After 22 years, Adam Platt is signing off as the restaurant critic at New York Magazine *A good read!
Corn Dogs *I have a deep deep love for corndogs.
The Bloomin’ Onion *A fun weekend project.
This interview about diet culture covers a LOT in a quick 26 minutes. Give it a listen.
A+ marketing team at Liquid Death.
Something fun – Head to this website and search your location to find books set in your city.
I found this website from Caitlin Dewey’s newsletter, Links I Would Gchat You If We Were Friends.
Smoothies don’t do much for me. I am happy enjoying one but I don’t ever care to make one. Years ago, like 6/7 years ago, I would get the crunchy monkey smoothie from Juice Crafters while nannying (kids like smoothies). I got not one but TWO crunchy monkey smoothies this week and they tasted as good as I remembered.
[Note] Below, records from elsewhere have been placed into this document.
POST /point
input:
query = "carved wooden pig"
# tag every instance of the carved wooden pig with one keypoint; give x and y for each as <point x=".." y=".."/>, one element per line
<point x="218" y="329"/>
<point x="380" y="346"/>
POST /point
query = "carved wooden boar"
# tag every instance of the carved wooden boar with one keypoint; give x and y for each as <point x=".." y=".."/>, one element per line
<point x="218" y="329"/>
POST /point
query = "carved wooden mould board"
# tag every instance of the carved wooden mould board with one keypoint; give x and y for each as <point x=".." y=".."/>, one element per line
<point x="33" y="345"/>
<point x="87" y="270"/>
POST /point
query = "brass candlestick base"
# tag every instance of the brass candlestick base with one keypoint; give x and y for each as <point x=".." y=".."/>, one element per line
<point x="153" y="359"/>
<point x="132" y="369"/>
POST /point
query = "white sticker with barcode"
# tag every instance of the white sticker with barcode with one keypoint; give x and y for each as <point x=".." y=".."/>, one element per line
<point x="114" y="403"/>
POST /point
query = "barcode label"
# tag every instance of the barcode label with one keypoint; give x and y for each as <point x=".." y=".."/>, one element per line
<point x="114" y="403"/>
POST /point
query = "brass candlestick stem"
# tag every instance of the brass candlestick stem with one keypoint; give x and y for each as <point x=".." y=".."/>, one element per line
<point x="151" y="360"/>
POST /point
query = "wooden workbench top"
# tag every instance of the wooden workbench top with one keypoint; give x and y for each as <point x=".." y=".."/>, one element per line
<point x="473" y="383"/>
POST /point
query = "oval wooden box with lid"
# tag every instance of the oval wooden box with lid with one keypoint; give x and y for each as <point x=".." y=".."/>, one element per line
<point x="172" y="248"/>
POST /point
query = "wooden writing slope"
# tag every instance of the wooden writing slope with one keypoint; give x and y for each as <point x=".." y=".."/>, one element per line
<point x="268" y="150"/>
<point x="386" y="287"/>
It’s basically a milkshake but we all pretend it’s “healthy” by calling it a smoothie and I’m here for it.
There is no link for this one, you have to go out and hunt for this. Trader Joe’s has cross-back linen aprons. I have two colors and they rock. I refuse to pay over $40 for an apron because it’s a freaking apron! These are $20, super yummy and soft, and functional. I like them more than my favorite World Market ones 🤭.